After the quiet of Wolfe Island, Kingston practically pulsed with Friday night energy. Groups of people crowded the streets and a bar with outside seating was full. I locked up my bike and headed inside to the sixth floor of the Holiday Inn where I sat in one of the last empty chairs in a big room to hear a panel called “Freedom to Speak, Freedom to Act.” All the authors on the stage had new books out about civil liberties in Canada. Mark Bourrie’s book had the most direct title — Kill the Messengers: Stephen Harper’s Assault on Your Right to Know. Bourrie was witty and well-informed and shared the stage with novelist Lawrence Hill and journalist Marion Botsford Fraser. I admit to knowing almost nothing about Canadian politics but the censorship issues sounded familiar, and frightening. When someone in the audience asked what can be done to restore civil liberties, all three panelists had suggestions. Bourrie said to get out and vote, and force someone under thirty to come with you.
After the panel I found my friend Naomi Guttman as she left a workshop called “Writing Poetry for Grownups” led by Pricila Uppal. Naomi is a poet and teaches creative writing at Hamilton College and traveled to Kingston with four of her students.
“Have you had dinner?” Naomi asked me and was happy to suggest a place we could eat when I said I hadn’t. We walked to a restaurant that she wanted to try, a place with a long bar and a chandelier, and ordered hard cider, a cheese platter and smoked salmon. The Canadian foods were superb and we stayed late, catching up with each other’s lives.
Naomi and her group has rooms in the Holiday Inn, but NCPR doesn’t give me an expense account so I’d arranged to stay in the home of a friend. It meant a thirty-minute bike ride to the outskirts of the city so I suited up with a bright yellow windbreaker, a headlamp, a reflective vest and front and rear lights on my bicycle.
Night riding is not for the timid but Kingston has bike lanes on many of its streets and now and then I rode on a sidewalk. I passed the long wall of the Kingston penitentiary and parks along the lake then turned inland and pedaled past St. Lawrence College out to a wide road lined with shopping malls. Finally I turned into a residential neighborhood. My hostess was away but we’d exchanged emails and she’d given me the code numbers that would lift the garage door so I could get into the house that way.

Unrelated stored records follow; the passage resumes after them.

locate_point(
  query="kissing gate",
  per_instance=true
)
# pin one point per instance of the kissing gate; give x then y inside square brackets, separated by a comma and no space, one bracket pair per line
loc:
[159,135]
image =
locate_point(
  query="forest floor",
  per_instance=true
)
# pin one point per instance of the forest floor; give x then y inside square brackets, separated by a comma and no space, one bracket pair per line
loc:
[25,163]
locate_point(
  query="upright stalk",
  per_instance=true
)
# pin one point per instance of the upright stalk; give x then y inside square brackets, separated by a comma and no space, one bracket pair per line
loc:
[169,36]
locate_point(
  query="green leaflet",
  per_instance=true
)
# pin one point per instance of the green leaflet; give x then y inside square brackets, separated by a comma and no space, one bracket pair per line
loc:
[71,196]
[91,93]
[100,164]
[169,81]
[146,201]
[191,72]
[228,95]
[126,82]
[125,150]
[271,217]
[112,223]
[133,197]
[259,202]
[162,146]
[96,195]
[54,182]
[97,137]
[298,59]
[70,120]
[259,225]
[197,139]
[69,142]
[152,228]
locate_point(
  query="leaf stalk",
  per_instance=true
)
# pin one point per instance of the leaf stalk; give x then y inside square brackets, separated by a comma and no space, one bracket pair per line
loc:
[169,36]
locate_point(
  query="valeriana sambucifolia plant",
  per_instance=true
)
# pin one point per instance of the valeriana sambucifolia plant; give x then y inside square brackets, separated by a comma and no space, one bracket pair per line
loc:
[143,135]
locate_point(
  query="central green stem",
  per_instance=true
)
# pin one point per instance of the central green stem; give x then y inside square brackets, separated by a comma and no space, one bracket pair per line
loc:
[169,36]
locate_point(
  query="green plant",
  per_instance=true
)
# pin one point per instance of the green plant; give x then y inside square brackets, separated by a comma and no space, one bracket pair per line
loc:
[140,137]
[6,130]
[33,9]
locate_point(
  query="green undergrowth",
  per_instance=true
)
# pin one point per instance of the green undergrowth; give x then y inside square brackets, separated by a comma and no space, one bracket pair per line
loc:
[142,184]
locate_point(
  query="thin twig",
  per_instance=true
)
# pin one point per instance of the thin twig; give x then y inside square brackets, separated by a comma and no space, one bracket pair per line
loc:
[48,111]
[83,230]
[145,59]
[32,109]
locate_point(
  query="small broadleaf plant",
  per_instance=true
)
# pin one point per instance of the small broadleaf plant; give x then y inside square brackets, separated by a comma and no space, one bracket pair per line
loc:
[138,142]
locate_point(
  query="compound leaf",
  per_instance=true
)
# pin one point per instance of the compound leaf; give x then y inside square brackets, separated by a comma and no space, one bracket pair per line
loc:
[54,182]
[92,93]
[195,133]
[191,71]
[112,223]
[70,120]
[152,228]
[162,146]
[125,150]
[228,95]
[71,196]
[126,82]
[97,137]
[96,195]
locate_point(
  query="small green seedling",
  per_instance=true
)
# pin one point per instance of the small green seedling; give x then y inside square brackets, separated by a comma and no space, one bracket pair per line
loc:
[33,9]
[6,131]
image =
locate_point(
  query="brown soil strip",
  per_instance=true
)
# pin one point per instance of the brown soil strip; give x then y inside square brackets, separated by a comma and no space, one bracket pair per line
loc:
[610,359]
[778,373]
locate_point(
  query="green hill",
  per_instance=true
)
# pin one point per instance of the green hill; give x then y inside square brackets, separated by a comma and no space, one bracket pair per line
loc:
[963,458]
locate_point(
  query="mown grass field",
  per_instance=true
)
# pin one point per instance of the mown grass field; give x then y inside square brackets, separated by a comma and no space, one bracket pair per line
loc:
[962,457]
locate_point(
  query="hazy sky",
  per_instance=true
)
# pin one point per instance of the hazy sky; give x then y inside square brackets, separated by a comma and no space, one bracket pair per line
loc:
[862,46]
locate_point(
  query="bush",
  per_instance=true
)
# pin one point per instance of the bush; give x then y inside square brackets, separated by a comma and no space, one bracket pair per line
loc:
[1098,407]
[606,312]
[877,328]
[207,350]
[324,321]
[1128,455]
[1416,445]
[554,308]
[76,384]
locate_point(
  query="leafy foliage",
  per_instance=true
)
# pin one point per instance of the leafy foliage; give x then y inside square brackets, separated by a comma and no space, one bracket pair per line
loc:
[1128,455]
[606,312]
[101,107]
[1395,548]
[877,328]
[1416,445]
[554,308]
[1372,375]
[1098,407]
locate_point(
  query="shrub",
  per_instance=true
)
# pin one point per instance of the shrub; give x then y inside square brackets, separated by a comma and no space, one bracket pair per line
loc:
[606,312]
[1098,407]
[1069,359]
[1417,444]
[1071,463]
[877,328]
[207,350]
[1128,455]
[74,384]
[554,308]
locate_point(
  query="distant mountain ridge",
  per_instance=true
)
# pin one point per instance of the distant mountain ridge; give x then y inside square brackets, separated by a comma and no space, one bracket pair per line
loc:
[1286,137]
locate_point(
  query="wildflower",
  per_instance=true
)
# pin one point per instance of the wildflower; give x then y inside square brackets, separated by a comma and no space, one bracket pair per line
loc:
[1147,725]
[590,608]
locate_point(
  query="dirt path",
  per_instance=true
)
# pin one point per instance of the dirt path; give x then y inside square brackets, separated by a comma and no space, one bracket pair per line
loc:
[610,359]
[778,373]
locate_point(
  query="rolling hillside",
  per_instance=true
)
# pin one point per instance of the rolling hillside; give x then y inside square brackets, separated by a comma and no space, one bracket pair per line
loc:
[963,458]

I leaned my bike against the garage, punched in the numbers and watched the garage door lift. The garage was neat and the concrete floor swept. This became important when I realized the door into the house, the door I thought would be unlocked, was not. It was midnight, I was very tired, and my lodging choice had just been downgraded.
After a touch of panic I wheeled my bicycle in and shut the garage door. I didn’t need much, just a flat place to lie down on and I had that. Amazingly two Thermarest foam pads leaned against one wall and in a bag of clothes to give to a thrift shop I found a pillow. Further searching revealed a zipped plastic bag with an old duffet folded inside. Perfect! I arranged my bed and on the floor.
Fortunately I’m a person who can sleep well anywhere, and I did.